In this mode, an administrator (or orchestration engine) with knowledge of the Fabric Services System first creates the necessary resources in the Fabric Services System directly. They can create more complex configurations than the cloud management system itself would be able to do. When creating the networking constructs in the Cloud Management system, the administrator provides a set of unique identifiers referring to those pre-created networking constructs. This way the Connect plugin and Connect service know not to create their own Workloads and Subnets, but to use the pre-created items.

See also:

Managing the Connect core user

Connect uses a specific pre-created Connect user to access the Fabric Services System through an internal REST API. It is not necessary to change the password of this Connect user. However, if you do change the password of this user through the UI or API of the Fabric Services System, you must perform the following procedure which includes updating the Connect pod in the Fabric Services System Kubernetes cluster.
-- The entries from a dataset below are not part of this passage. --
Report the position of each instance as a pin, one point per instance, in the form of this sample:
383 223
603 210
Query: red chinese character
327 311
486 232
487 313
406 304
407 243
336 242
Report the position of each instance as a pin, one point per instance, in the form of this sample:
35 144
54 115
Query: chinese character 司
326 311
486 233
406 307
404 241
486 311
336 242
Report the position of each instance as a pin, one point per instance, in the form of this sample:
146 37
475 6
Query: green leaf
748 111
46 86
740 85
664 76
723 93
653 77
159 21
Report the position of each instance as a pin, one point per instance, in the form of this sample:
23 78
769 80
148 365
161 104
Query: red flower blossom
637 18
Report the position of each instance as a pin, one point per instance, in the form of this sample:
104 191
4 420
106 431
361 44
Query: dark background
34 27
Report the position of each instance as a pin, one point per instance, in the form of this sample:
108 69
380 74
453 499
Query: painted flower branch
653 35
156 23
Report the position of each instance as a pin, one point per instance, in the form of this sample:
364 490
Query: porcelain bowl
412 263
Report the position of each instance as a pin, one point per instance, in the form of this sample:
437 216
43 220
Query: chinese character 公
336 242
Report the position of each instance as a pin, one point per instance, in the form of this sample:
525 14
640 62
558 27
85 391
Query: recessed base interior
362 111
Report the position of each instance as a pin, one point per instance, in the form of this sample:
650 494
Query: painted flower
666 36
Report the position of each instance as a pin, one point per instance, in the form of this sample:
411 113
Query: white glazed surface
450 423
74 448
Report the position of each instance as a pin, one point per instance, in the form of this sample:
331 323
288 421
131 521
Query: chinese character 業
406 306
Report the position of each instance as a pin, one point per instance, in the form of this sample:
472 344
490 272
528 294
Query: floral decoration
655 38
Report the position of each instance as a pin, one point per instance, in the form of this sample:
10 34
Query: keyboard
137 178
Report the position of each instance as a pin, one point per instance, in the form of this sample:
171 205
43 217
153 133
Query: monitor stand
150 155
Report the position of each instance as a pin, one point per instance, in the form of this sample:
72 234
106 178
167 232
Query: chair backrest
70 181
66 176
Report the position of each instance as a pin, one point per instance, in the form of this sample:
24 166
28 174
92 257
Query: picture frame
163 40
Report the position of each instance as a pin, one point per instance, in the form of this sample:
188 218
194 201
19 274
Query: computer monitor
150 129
  1. Obtain the base64 encoding value of the new password: 
    $ echo -n 'NewPassword' | base64
Tm9raWFDuZWN0MSE=
  2. Set the password with a new base64 encoded value in the Kubernetes secret file using following command and save the file: 
    $ kubectl edit secrets prod-fss-connect-auth-secret
    Upon executing the above command, the following section is present in the file, which must be updated:
    data:
  password: <New base64 encoded value>
  3. Delete the Connect pod so that Connect uses updated secret values to communicate with rest of the Fabric Services System services.